Mum was an accomplished child ballet dancer – till one night a make up artist tried to strangle her. She was a great ice skater in her teens – until she broke her leg!

But the accomplishment we were all most proud of was the fact that she was a boxing champion too! We still have the certificate that she won – and she would often put up her fists in mock fighting pose to anyone who appeared to challenge her.

When Myra was eleven the family of three moved to Edgware. The original plan was to buy a house in Canons Drive – but at that time Jews were not allowed – isn’t that incredible? So they settled in Purcells Avenue and mum went to North London Collegiate School.

She became a teacher at Parkside School in Green Lane. She was known to all as Miss Myra and, right up until she moved away in 2004, she was often greeted in this way by past pupils or their parents when she wandered through the Broadwalk. In Edgware.

Our little Mum hated the war and always told us of how she would hide, terrified, under the heavy dining room table when the bombs were falling. But the GIs loved the beautiful tiny teenager with the 18-inch waist and long red ringlets and they would try to flirt, calling out ‘ Hi Red’ when she walked down the street.
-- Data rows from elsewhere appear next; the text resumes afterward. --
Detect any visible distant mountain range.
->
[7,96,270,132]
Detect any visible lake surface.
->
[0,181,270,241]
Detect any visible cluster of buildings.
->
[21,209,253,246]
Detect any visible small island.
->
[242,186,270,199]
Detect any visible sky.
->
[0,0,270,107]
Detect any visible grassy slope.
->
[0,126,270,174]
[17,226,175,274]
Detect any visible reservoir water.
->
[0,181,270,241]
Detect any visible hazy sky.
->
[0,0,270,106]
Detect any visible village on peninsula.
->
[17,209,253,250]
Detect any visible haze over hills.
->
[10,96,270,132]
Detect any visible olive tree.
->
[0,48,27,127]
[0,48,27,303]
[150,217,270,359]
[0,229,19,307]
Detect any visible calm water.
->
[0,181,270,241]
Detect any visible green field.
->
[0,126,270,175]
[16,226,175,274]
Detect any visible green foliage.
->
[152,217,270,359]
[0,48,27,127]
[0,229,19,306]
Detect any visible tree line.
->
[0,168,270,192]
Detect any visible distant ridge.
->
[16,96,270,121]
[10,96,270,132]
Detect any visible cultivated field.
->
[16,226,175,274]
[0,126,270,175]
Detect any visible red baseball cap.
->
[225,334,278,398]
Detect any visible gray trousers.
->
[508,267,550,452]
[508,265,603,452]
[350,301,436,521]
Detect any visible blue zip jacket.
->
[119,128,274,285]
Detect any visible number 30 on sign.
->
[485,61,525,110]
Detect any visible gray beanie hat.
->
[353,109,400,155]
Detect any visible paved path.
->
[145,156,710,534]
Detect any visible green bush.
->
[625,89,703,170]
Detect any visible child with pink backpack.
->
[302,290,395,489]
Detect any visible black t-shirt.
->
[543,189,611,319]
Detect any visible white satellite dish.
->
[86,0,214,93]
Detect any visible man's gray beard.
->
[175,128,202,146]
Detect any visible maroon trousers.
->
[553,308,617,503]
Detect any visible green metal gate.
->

Myra met Matt on the beach in Cliftonville and this was one holiday romance that lasted forever. When dad passed away 18 years ago, they had been on 42 years of honeymoon, they never called it a marriage.

They built their home in Harrowes Meade and we still have the photos of it from the moment the first bricks were laid.

My brother and I were born - not necessarily in that order - and completed their happiness. We were brought up in a traditional Jewish home, full of love and laughter, and with a great respect for education.

To give us the best start in this, Dad took on a market stall, selling dresses, in St Albans and mum, the most unlikely trader of all, thrilled in matching the customer to the outfit with unnerving accuracy – and took great pride in the fact that theirs was the first stall in the UK to have a changing room!

Mum was secretary to the Market Federation, St Albans branch, using her love of routine and her great admin skills. She was always doing some sort of good deed within the community, - getting people to donate to charity, for instance, far beyond their original intentions… once she had smiled that huge smile.

She learned to drive in her thirties – it only took five attempts at the test! She was a well known sight in Edgware, driving her little white car with yellow duck transfers hiding the dents and our cocker spaniel on the front seat.

Once Dad had passed away, and then Alzheimer’s struck, Mum continued to be fun and friendly, needing constant social activities throughout the regression; she was still able to make friends and chatter away when she finally moved to the Nightingale Home seven years ago.

To begin with she led an enjoyable life with activities three times a day – from keep fit and concerts to films and theatre outings – she just never remembered she had been to any of them afterwards!

I know she was very happy and settled during that time and she made good friends before the deteriorations really worsened. She left us peacefully, aged 84, without physical illness. But that huge smile – it never left….

Goodbye Little Myra, my mum.....

4 Comments:

Blogger Brian Sibley said...

A wonderful portrait and tribute. Your Mum was obviously a very special lady.

Ha'makom yenahem etkhem betokh she'ar avelei Tziyonvi'Yerushalayim.

8:06 am  
Blogger Diva of Deception said...

Thank you.... uhm..... did you get a translation with that quote? I got the last word but.... ! :)

3:02 pm  
Blogger Diva of Deception said...

ohh and the third word too! I am improving1

3:03 pm  
Blogger Brian Sibley said...

I believe it is the traditional Judaic farewell to mourners: May God console you among the other mourners of Zion and Jerusalem.